Agreed, at least it's happening with Meta too.

[–] gi1242@lemmy.world 21 points 4 hours ago (2 children)

oof. blue sky was created by the guy who made twitter wasn't it? if he sells to the next bond villain, blue sky will just become twitter 2.0.

open source, decentralized.

[–] acosmichippo@lemmy.world 8 points 3 hours ago* (last edited 3 hours ago) (1 children)

i have accepted that most of the internet will be a vicious cycle of enshittification. go to cool new site, site gets too popular for its own good, monetization kicks in, site now sucks, rinse and repeat.

FOSS stuff like lemmy and mastodon will never get past the first step, which is fine. they will just occupy a separate niche.

[–] TacoSocks@infosec.pub 3 points 2 hours ago

FOSS stuff like lemmy and mastodon will never get past the first step, which is fine. they will just occupy a separate niche.

I wouldn't say never, but fedverse projects will need to find ways to smooth off the rough edges.
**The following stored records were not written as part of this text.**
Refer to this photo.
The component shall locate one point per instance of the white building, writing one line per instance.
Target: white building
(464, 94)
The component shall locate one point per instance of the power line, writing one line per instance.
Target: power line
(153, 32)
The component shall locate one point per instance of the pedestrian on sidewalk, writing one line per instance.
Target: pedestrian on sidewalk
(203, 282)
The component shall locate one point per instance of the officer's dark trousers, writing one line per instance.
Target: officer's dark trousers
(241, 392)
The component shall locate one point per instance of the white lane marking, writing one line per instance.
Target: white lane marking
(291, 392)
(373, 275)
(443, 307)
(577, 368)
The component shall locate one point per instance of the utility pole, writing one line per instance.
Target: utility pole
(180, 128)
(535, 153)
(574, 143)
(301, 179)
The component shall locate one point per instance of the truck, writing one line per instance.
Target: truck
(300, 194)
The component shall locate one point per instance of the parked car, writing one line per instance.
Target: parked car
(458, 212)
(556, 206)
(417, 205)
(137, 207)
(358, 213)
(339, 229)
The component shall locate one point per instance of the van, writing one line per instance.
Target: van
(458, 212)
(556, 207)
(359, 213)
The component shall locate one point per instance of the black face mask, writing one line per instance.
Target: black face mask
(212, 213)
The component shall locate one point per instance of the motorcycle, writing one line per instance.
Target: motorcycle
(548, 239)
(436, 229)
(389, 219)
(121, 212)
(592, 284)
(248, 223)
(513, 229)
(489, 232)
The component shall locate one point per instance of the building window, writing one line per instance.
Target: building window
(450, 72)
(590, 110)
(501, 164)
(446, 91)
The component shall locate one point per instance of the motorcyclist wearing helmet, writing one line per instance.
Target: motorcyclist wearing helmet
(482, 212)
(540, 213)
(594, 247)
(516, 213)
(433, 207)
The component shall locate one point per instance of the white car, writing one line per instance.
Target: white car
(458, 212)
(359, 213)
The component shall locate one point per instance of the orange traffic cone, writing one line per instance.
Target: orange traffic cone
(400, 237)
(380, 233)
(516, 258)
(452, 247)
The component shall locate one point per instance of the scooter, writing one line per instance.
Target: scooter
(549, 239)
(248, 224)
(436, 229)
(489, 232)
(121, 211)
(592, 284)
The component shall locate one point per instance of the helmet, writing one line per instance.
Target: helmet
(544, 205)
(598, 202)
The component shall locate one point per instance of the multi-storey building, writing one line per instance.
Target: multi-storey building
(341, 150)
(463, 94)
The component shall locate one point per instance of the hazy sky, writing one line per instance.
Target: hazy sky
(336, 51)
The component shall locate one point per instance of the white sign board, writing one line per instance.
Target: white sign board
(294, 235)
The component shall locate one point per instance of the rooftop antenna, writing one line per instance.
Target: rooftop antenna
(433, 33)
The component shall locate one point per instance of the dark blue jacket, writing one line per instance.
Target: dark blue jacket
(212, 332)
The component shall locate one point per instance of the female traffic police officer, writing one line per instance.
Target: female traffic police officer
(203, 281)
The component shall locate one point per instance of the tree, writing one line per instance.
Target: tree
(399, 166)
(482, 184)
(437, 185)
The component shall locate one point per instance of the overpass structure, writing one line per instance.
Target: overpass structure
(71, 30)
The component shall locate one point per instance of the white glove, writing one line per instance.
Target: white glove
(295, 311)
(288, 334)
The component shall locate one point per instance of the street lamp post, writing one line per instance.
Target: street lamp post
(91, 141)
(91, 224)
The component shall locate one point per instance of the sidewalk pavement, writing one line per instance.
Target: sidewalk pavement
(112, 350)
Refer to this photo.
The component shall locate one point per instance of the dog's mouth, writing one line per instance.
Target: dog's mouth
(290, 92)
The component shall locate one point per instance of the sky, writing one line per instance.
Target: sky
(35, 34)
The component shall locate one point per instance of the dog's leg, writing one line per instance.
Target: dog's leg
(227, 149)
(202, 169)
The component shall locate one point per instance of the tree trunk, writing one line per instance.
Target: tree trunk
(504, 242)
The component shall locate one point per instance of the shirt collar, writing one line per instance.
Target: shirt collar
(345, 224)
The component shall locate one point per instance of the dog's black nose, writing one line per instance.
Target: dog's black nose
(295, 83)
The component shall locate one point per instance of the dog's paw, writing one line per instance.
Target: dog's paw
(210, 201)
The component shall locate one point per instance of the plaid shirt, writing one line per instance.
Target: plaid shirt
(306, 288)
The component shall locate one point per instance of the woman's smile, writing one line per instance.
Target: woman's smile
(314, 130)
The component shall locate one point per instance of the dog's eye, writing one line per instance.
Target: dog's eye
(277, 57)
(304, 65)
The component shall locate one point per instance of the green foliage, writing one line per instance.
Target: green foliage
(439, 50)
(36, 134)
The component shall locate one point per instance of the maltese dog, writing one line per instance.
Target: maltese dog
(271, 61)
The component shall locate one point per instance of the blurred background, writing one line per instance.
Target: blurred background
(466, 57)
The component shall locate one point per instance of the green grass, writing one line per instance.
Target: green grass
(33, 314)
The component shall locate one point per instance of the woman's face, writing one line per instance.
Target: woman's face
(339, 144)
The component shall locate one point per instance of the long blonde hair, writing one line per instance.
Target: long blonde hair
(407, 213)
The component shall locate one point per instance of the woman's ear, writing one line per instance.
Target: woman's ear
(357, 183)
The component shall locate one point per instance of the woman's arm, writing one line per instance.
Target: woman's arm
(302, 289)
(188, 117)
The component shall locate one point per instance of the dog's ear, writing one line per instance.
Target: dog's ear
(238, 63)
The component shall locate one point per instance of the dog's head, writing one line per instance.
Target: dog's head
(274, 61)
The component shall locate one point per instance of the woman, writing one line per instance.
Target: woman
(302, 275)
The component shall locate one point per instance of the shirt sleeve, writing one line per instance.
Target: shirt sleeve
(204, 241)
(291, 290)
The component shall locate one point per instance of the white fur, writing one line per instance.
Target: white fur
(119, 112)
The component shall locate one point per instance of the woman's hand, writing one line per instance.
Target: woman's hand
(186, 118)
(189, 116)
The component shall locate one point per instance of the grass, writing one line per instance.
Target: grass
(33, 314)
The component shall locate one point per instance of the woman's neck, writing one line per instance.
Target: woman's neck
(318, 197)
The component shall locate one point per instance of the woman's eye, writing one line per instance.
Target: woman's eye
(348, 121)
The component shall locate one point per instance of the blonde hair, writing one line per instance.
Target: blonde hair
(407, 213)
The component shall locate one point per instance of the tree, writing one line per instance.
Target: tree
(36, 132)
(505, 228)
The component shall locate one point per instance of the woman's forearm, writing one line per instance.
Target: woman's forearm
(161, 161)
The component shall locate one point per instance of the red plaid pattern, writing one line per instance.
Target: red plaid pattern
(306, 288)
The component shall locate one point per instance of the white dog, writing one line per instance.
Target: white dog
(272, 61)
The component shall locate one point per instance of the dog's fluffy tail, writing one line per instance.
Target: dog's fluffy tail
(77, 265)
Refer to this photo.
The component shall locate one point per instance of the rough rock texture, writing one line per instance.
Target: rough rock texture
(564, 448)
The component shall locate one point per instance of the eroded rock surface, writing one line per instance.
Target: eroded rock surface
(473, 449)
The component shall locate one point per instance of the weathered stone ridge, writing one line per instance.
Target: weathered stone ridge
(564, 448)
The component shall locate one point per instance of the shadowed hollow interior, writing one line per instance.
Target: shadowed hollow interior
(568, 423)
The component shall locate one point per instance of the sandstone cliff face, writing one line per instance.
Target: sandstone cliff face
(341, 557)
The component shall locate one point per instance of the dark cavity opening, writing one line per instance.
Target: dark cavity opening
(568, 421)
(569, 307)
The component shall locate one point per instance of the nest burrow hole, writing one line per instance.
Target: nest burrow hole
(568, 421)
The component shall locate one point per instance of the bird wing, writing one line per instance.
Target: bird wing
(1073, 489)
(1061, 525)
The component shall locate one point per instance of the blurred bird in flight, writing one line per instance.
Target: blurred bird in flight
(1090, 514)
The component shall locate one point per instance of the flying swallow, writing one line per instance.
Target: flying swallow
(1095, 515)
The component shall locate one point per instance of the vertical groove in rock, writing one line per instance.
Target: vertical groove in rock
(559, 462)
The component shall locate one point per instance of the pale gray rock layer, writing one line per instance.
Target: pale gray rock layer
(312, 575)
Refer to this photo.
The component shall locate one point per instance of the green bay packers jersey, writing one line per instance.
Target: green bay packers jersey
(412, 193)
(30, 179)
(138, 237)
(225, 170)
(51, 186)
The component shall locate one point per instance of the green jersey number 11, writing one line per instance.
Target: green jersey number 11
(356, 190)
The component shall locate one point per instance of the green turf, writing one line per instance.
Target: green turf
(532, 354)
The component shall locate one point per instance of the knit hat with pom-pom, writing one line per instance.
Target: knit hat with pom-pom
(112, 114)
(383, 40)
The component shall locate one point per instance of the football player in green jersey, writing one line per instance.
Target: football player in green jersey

Also the more enshittifcation happens the more I think people will be willing and able to get past the rough edges. If any one of the services breaks through and becomes mainstream, it'll provide a roadmap to success for other services and people will be more comfortable with the concepts.

[–] Ulrich@feddit.org 6 points 3 hours ago

Yes but it's also a good sign that he left the project some time ago. He's all about NOSTR now.